Подобная критика могла, конечно, возыметь действие: она затрагивала самое больное место языческой религии, ибо не столько политеизм, сколько именно идолопоклонство отталкивало многих, и особенно просвещенных, римлян от традиционных верований. И все же эта критика была довольно пристрастной. Как мы знаем от языческих «теологов», таких, как Плутарх, Апулей, Прокл, поклонение идолам в греко–римскую эпоху меньше всего означало поклонение материальным изваяниям и предполагало скорее некоторую мистическую коммуникацию между верующим и образом или даже между верующим и символом. Язычник не сомневался в том, что почитаемая им статуя не есть сам бог, а есть только образ, а для некоторых — символ бога, хотя он верил, что в силу физического (как думал простолюдин) или в силу смыслового (как думали философы) подобия между богом и его образом или символом существует реальная магическая связь. Кроме того, религиозное поклонение статуе бога начиналось не с того момента, когда она была изготовлена в мастерской художника, а только с момента ее «освящения», т. е. исполнения над ней определенных сакральных обрядов. Ничего принципиально отличного от литургической практики христиан во всем этом не было. Те же вещественномагические и образно–символические компоненты содержались и в двух самых древних таинствах христиан — крещении и евхаристии. Сохранялось здесь и таинство освящения. Правда, ранние (времен Минуция) христиане еще не поклонялись изваяниям, но позже христианство фактически вернется к тому, от чего оно вначале убеждало отказаться язычников: оно наполнит свои храмы мозаиками, фресками, иконами и, наконец, статуями. Причем для оправдания этого нового идолопоклонства оно использует как раз аргументы поздних языческих «теологов» — неоплатоников.
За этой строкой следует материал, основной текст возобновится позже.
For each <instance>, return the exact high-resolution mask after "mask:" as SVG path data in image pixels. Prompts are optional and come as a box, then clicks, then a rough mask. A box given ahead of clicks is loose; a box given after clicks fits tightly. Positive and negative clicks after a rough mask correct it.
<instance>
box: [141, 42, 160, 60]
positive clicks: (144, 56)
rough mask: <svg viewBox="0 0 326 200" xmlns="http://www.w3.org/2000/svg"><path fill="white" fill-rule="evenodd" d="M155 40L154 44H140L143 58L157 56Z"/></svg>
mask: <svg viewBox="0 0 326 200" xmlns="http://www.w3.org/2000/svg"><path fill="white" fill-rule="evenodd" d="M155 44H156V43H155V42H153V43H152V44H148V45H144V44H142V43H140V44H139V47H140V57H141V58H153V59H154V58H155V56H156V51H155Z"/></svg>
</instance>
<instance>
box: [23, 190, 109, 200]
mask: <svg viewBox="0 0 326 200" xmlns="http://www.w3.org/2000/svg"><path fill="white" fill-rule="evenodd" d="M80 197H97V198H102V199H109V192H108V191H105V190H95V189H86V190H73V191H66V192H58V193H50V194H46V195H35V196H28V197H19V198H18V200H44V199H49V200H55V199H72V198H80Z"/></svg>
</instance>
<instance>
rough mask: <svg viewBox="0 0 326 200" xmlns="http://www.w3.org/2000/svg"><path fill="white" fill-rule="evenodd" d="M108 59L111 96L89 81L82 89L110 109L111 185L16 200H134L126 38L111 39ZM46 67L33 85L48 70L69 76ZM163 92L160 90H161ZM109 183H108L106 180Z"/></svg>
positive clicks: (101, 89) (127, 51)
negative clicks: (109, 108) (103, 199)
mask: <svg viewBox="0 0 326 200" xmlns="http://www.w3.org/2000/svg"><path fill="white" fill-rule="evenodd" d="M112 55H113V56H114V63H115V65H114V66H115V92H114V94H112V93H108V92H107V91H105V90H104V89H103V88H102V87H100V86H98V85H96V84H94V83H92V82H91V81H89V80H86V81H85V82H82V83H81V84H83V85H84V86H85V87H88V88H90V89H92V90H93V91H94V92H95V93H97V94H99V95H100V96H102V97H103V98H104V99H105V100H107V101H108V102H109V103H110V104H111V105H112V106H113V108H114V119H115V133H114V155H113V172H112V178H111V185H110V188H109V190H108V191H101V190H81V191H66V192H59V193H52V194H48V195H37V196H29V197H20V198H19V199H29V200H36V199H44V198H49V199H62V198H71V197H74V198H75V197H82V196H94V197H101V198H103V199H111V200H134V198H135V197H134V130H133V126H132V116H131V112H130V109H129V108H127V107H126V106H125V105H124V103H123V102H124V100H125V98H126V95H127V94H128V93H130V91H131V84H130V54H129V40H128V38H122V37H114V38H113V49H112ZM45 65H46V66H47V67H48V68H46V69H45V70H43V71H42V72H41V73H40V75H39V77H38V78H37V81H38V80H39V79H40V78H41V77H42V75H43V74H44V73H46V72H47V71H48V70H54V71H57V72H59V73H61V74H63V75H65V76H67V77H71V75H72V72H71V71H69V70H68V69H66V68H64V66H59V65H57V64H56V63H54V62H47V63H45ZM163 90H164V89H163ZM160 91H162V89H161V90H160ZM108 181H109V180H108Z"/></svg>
Отвечая на другие обвинения, выдвинутые Цецилием против христиан, Октавий–Минуций отстаивает чистоту и духовность христианской морали, политическую лояльность христиан, их готовность к мученичеству во имя веры, защищает раннехристианский идеал бедности. В свою очередь он подвергает уничтожающей критике аморализм и изуверство в религиозной и гражданской жизни языческого мира.